Hello, dear friend, you can consult us at any time if you have any questions, add WeChat: daixieit

Sample Midterm Exam for BU425  Fall 2022

Part I: Multiple choice questions

1.   A dataset is stored in a variable called BigData. Which of the following lines of R code would replace the missing data in Age column in BigData with mean Age.

a.    BigData[!is.na(Pilgrim$Age),"Age"]) <- meanAge

b.    BigData$Age [is.na(Pilgrim$Age)] <- meanAge

c.    BigData[is.na(Pilgrim$Age),] <- meanAge

d.    BigData$Age [!is.na(Pilgrim$Age)] <- meanAge

e.    BigData$Age [is.na(Pilgrim$Age)== meanAge,]

2.   Which of the options most closely describes the following R statement:

X <- 1.2*min(data$sales)

data[data$sales<X,”sales”] <- X

a.    Sets all values in data to X

b.    Replace the column sales in data by X

c.    Sets the lowest values in data$sales to 120% of the lowest value

d.   Sets rows smaller than 120% of the minimum value of sales to X

3.   What are the steps for using a gradient descent algorithm?

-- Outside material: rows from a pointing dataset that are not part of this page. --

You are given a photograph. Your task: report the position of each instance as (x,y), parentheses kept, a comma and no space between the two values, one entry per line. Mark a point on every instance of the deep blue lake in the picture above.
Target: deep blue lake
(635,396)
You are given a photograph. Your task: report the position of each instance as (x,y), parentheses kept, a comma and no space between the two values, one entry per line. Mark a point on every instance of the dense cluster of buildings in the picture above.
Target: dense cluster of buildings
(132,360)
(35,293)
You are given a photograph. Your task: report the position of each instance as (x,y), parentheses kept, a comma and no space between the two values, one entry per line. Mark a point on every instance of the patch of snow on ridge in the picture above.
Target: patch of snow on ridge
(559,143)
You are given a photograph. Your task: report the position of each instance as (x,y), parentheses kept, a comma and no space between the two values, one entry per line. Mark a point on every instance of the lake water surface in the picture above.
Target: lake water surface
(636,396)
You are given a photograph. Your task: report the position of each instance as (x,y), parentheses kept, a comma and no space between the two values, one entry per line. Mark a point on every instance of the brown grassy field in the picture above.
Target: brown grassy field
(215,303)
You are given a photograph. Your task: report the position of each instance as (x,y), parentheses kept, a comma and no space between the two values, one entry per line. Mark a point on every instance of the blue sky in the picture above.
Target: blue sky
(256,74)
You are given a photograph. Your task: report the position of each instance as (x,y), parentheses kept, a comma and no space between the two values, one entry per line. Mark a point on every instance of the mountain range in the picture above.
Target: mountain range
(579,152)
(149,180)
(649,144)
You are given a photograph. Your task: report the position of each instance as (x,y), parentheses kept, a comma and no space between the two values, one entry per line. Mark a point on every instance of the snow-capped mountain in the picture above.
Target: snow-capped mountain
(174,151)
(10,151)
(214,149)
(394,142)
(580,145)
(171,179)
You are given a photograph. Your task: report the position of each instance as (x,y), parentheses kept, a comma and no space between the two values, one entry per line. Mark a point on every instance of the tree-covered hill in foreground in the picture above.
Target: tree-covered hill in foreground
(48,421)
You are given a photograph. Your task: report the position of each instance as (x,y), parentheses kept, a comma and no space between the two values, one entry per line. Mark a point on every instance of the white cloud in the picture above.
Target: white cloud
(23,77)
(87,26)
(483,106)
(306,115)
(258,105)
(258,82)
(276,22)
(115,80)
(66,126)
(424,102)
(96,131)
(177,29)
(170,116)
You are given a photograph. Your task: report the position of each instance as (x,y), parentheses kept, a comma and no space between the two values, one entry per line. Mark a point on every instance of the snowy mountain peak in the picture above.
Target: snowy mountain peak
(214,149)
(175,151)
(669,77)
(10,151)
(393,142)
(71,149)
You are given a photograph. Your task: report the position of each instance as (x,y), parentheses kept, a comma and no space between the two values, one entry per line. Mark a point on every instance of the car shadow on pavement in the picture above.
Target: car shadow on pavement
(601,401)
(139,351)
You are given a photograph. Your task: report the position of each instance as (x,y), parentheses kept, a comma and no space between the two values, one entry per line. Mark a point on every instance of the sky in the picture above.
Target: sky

i.   Calculate error between the actual value and the predicted value

ii.   Reiterate until you find the best weights of network

iii.   Pass an input through the network and get values from output layer

iv.  Set random weights and biases

v.  Go to each neurons which contributes to the error and change its respective values to reduce the error

a.    iv, iii, i, v, ii

b.    i, ii, iii, iv, v

c.    v, iv, iii, ii, i

d.    iii, ii, i, v, iv

e.    iii, iv, i, v, ii

4.   Which of the following is not true about logistic regression:

a.    Logistic regression gives class probability estimates

b.    Logistic regression takes a categorical target variable in training data

c.    Logistic regression does not have as much overfitting problem as a tree induction

d.    Logistic regression represents the log odds of class membership as a linear function of attributes

e.   All of the above are true

5.    It is important for a predictive model …

a.    to have high R2

b.    not to have any multicollinearity among variables

c.    not to have any omitted variables

d.   to have significant p-values for all attributes (e.g. p < 0.05)

e.    all of the above

6.   Which one of the choices below does not result in overfitting?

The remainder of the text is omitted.